White voters without a college degree have favored Republicans for some time — they voted for Mitt Romney by 18 points in 2012 — but they love Donald Trump. In an average of six polls this month, he is beating Clinton by a margin of 58 to 30 among these voters. The massive swing of white working-class voters, who made up 44 percent of the electorate in 2012, could more than cancel out her strengths among minorities and the college-educated.

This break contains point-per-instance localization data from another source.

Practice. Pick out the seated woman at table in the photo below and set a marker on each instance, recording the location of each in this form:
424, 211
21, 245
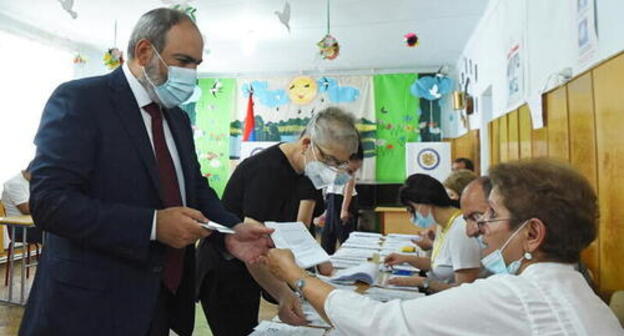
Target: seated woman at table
455, 258
541, 216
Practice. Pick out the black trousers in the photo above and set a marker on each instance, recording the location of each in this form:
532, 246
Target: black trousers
230, 298
335, 229
161, 322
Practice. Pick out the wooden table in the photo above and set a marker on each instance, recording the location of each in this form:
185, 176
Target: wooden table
13, 222
395, 220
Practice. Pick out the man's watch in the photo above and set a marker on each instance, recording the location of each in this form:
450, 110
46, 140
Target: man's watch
300, 283
425, 285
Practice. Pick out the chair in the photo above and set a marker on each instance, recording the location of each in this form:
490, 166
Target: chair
617, 305
9, 256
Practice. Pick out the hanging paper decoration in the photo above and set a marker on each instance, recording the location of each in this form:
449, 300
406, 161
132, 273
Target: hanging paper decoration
328, 45
79, 59
284, 16
432, 87
411, 39
68, 6
182, 6
113, 58
302, 90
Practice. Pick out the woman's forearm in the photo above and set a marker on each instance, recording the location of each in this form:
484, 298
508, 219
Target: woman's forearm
315, 291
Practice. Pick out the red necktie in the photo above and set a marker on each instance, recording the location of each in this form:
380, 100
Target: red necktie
174, 258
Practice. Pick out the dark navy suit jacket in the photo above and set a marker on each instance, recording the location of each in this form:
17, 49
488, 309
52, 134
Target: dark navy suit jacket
94, 190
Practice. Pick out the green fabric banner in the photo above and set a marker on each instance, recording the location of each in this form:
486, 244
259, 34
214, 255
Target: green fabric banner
397, 112
211, 124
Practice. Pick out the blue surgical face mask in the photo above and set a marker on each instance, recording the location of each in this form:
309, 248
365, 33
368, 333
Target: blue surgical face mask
341, 178
422, 221
479, 240
179, 86
495, 263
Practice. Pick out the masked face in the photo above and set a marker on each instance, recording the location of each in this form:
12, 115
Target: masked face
174, 88
319, 173
495, 263
423, 222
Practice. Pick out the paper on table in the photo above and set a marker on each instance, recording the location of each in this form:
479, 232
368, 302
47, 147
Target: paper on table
366, 272
296, 237
267, 328
384, 295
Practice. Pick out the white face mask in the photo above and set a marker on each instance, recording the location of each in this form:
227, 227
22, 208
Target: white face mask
495, 263
319, 173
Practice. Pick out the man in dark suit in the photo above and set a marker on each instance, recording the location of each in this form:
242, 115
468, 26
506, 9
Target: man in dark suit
118, 189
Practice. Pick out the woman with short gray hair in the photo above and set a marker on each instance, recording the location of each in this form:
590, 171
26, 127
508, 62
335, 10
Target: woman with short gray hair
282, 184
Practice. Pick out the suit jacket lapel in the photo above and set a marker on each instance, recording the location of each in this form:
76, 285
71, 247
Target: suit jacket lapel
125, 106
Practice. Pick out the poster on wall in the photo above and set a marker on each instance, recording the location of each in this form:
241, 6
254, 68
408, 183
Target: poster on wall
250, 148
515, 75
587, 37
210, 119
397, 112
283, 106
431, 158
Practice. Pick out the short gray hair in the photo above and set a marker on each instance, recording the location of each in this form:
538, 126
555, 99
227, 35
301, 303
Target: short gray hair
333, 126
154, 26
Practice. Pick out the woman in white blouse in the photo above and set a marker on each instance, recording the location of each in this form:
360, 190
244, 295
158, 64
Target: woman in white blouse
541, 216
455, 258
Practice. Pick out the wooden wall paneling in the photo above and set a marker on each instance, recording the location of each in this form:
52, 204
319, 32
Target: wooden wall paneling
495, 142
513, 136
558, 138
468, 146
504, 139
583, 147
608, 82
539, 142
524, 132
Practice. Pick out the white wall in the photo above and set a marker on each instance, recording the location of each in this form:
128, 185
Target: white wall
34, 63
546, 30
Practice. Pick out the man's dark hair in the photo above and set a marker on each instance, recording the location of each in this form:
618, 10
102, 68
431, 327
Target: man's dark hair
467, 163
154, 25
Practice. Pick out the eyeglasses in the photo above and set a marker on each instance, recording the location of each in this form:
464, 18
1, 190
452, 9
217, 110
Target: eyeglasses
331, 160
488, 217
473, 217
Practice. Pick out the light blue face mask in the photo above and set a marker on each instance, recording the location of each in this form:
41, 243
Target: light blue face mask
342, 178
422, 221
179, 86
495, 263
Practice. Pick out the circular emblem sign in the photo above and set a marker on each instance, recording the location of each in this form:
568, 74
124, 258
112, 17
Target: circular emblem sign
428, 159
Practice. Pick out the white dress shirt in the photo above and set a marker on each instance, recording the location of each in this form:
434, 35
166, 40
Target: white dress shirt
15, 192
545, 299
458, 252
143, 99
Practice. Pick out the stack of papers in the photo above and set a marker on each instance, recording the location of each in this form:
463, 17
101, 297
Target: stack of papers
366, 272
268, 328
296, 237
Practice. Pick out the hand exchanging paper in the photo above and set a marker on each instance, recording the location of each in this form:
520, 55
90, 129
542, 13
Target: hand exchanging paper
281, 263
250, 242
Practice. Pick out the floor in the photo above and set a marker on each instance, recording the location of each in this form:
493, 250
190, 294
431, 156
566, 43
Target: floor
11, 315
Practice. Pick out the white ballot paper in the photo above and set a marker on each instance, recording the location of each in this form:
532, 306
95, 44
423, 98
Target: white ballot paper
217, 227
267, 328
296, 237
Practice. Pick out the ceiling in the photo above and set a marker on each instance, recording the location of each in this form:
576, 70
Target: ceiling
245, 36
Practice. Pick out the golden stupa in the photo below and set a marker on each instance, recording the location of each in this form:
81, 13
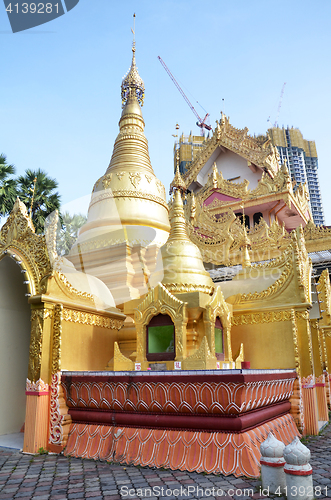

[Author J.D.] Vance paints a picture of a world exactly like the one Trump described in his acceptance speech 10 days ago. He grew up in Jackson, Ky., and nearby Middletown, Ohio, a once-prosperous industrial town where everyone seemed to work for the steel company Armco. Back in the 1960s, the company would actively recruit new workers from the hills of eastern Kentucky, taking care to preserve families by encouraging relatives to move in also. “For my grandparents,” Vance writes, “Armco was an economic savior — the engine that brought them from the hills of Kentucky to America’s middle class.” Vance’s Papaw would proudly stop by car dealerships to explain to J.D. that this or that car was built with Armco steel. He retired with a generous pension. After a 1989 merger with Kawasaki, the company became AK Steel. It still exists, but many factory jobs in Middletown disappeared.
And what changed from the 1960's to 1989? And which Presidential candidate is closer to 1960's and which one is closer to 1989?